Premier Beattie stated that the creation of the AustralianBiotechAlliance heralded the beginning of a new era of maturity and strength for Australia's biotechnology industry. "I believe the combined strengths of Australia's biotech states will make a dynamic contribution to the biotechnology industry globally."

All Premiers assured they would welcome additional member states and territories as well as interest from relevant industry, research and government organisations. Key biotech officials from each state will now meet to develop a list of potential projects on which the Alliance members can collaborate.

There are now almost 300 core biotech companies in Australia. Most of these in the Alliance states of New South Wales, Queensland and Victoria. This is a 25 percent increase since 1999/2000, according to the figures of Hooper & Thorburn.
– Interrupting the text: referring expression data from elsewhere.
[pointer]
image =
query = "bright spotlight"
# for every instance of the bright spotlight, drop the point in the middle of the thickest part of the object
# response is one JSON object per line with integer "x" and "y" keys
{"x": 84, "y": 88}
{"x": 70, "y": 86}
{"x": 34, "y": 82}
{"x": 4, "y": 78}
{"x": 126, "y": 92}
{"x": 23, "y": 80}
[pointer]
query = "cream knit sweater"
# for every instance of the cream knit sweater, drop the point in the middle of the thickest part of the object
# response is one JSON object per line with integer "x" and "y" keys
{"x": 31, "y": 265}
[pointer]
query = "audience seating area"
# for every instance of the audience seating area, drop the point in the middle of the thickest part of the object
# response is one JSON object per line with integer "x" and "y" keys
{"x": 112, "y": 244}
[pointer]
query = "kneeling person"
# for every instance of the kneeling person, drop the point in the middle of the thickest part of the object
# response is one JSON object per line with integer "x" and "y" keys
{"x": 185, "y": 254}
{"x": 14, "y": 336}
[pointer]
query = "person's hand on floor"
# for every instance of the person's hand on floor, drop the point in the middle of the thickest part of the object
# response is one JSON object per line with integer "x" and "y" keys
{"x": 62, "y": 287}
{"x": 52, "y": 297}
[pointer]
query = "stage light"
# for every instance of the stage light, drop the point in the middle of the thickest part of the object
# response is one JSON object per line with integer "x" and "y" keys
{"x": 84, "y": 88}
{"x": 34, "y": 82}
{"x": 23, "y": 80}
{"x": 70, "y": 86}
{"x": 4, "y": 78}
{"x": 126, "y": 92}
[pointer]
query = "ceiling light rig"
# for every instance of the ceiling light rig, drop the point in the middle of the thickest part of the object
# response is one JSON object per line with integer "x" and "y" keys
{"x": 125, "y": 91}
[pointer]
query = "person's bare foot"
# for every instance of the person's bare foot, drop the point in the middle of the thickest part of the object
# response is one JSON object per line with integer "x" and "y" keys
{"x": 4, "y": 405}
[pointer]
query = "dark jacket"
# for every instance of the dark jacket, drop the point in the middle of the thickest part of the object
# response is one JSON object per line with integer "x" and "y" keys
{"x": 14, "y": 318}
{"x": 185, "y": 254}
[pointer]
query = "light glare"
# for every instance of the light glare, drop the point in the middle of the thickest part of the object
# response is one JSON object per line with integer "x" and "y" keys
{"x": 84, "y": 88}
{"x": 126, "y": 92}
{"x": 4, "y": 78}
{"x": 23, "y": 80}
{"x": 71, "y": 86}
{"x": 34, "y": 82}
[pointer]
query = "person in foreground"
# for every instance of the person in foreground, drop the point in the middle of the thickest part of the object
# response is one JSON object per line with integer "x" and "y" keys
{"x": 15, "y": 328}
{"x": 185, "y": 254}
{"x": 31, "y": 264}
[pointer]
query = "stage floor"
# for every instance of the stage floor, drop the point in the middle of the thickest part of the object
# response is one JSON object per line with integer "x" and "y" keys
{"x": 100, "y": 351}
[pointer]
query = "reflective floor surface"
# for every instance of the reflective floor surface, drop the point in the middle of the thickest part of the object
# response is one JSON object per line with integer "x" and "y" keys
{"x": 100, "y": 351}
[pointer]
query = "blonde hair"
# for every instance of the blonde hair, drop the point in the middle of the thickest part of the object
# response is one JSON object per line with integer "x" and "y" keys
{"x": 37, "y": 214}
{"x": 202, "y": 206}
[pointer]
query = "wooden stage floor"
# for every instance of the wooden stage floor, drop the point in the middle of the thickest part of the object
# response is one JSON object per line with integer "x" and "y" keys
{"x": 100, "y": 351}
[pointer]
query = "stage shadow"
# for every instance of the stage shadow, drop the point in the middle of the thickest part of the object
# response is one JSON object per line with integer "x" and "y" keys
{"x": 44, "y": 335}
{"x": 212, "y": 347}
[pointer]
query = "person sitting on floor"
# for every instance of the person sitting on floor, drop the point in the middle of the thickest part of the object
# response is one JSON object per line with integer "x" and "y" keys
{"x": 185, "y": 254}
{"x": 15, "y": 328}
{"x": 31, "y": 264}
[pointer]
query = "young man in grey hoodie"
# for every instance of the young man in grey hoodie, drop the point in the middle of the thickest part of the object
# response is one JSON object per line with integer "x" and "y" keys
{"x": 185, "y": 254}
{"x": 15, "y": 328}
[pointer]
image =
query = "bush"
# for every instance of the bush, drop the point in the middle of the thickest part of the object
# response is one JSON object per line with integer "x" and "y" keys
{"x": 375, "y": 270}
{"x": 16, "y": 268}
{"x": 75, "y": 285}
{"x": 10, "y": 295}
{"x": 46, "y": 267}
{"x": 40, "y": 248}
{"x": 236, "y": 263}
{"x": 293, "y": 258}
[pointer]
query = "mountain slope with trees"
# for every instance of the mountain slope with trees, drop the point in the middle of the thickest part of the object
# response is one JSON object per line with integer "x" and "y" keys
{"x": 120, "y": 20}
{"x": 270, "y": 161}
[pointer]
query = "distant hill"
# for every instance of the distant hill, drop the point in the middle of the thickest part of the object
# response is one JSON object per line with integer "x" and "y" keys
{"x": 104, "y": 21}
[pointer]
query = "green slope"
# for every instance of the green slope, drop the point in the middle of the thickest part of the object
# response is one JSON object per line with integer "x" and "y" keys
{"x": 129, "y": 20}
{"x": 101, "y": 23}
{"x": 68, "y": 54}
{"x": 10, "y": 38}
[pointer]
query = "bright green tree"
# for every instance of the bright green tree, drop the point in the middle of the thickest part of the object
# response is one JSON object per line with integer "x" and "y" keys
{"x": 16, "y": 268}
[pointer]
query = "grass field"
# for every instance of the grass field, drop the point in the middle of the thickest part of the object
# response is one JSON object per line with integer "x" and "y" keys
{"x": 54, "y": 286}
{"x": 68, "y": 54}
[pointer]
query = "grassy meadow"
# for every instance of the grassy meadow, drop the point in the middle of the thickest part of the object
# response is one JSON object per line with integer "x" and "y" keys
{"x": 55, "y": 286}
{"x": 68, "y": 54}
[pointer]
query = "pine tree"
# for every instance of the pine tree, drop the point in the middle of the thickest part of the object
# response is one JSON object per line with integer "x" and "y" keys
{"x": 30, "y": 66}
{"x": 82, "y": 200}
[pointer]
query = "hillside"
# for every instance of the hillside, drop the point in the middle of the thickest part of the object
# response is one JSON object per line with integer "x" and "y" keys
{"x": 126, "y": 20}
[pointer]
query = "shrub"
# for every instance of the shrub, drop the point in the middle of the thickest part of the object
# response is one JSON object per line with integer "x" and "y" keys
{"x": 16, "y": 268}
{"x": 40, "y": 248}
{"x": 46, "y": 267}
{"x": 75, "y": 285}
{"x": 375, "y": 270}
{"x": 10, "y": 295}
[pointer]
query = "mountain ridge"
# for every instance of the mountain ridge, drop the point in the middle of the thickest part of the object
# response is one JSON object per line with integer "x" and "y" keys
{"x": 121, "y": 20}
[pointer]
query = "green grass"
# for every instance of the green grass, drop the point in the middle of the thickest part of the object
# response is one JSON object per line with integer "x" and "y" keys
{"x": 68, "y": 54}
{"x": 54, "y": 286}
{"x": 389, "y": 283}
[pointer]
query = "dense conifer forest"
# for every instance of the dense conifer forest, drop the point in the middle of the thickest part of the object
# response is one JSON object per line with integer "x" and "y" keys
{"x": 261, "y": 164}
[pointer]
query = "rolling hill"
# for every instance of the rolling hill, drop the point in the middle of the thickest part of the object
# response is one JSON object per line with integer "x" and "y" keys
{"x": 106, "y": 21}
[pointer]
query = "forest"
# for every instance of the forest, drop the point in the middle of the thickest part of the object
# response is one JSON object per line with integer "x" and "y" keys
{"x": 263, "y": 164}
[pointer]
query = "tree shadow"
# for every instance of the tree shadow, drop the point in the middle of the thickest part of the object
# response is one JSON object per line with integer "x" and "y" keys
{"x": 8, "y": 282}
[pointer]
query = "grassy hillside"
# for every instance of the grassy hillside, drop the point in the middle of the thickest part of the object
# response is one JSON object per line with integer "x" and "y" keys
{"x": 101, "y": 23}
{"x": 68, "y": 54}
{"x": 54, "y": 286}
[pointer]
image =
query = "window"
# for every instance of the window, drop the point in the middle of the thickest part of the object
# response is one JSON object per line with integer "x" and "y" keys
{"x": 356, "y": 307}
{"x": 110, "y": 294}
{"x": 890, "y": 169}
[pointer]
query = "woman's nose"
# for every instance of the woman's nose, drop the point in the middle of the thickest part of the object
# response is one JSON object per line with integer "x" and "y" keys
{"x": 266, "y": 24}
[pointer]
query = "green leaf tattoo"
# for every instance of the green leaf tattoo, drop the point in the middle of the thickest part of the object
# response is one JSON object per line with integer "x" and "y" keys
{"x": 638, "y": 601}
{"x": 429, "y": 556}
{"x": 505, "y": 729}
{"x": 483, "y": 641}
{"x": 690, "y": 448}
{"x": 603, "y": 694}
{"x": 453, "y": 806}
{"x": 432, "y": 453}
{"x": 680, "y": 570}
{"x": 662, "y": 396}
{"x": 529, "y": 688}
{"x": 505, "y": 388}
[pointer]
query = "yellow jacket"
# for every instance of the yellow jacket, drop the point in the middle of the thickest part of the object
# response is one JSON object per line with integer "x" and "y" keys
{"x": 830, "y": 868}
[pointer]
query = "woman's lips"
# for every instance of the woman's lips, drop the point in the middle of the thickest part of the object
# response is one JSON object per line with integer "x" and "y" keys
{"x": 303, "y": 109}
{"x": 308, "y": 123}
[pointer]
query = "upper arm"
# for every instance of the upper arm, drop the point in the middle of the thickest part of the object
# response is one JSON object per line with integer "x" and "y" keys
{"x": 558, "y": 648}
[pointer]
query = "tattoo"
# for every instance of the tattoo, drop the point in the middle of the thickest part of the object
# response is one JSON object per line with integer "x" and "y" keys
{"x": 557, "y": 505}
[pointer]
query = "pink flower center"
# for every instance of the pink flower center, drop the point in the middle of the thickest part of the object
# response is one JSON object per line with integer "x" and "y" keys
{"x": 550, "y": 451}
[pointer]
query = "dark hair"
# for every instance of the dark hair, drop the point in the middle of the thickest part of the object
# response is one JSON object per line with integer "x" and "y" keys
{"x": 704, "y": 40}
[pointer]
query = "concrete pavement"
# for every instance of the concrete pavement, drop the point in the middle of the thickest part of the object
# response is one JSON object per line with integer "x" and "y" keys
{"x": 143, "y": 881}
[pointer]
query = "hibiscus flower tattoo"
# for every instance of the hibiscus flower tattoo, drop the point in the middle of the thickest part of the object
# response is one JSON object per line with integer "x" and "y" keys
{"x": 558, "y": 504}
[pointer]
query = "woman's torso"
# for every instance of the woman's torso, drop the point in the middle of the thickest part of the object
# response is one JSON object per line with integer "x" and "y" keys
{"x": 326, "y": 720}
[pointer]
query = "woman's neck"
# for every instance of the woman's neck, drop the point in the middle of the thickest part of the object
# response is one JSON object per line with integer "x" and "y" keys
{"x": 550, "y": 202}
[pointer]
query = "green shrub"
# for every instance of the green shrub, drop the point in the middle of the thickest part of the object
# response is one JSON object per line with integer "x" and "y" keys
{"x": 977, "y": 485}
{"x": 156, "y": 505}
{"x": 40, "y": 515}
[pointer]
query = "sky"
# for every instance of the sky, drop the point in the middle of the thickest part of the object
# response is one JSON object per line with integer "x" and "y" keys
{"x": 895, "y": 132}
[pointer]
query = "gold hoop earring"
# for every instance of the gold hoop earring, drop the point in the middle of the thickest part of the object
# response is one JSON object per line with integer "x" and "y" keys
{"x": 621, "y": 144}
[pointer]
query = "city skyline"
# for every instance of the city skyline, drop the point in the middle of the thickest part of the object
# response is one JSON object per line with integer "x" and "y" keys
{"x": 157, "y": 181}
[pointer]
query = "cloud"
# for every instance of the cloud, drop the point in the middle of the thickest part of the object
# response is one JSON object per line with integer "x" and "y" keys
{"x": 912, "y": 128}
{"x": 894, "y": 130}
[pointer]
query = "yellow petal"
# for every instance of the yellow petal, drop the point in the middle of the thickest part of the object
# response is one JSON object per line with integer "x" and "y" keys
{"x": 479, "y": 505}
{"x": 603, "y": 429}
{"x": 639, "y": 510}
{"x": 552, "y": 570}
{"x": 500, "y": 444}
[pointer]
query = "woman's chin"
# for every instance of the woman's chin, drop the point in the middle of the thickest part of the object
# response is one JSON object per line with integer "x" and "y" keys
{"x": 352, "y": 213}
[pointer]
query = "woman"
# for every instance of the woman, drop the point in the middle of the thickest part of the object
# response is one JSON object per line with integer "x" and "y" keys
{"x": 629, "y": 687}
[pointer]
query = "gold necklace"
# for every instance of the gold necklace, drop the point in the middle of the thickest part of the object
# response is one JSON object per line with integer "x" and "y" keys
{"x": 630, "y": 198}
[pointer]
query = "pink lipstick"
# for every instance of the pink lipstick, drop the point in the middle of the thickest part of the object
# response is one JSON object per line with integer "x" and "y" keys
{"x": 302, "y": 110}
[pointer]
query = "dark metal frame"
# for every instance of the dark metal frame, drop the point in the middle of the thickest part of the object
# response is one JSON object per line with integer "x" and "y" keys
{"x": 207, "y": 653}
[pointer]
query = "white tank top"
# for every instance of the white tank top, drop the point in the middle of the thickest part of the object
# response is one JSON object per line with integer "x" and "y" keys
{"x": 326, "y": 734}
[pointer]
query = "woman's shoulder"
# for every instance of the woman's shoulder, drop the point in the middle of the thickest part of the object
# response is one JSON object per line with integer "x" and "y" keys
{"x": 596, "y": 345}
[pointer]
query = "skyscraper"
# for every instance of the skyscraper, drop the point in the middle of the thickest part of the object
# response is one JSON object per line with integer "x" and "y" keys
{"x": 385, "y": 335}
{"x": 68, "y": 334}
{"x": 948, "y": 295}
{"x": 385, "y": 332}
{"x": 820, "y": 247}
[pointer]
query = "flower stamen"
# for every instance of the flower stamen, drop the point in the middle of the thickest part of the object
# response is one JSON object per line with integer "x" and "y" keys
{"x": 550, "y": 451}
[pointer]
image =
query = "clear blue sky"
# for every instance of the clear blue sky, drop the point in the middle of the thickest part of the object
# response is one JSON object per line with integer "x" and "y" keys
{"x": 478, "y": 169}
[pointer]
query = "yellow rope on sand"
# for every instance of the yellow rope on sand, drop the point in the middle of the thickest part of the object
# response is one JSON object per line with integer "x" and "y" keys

The biotechnology industry is still growing well with thirty new Australian companies established in 2001/2002.

Australia is ranked sixth in the world for the number of biotech companies behind USA, Canada, Germany, the United Kingdom and France. The Alliance states account for more than 80 percent of all companies in the industry demographically and 71 percent of companies by market capitalisation.

The Australian Biotechnology Report 2001, edited by ISR, Ernst and Young and Freehills, estimates that the core biotechnology companies in the industry earned revenue of almost $1 billion in 2001. Most of this was generated in New South Wales, Queensland and Victoria. Revenues of Australian listed biotech companies are growing at around 23 percent per year, according to Frost & Sullivan.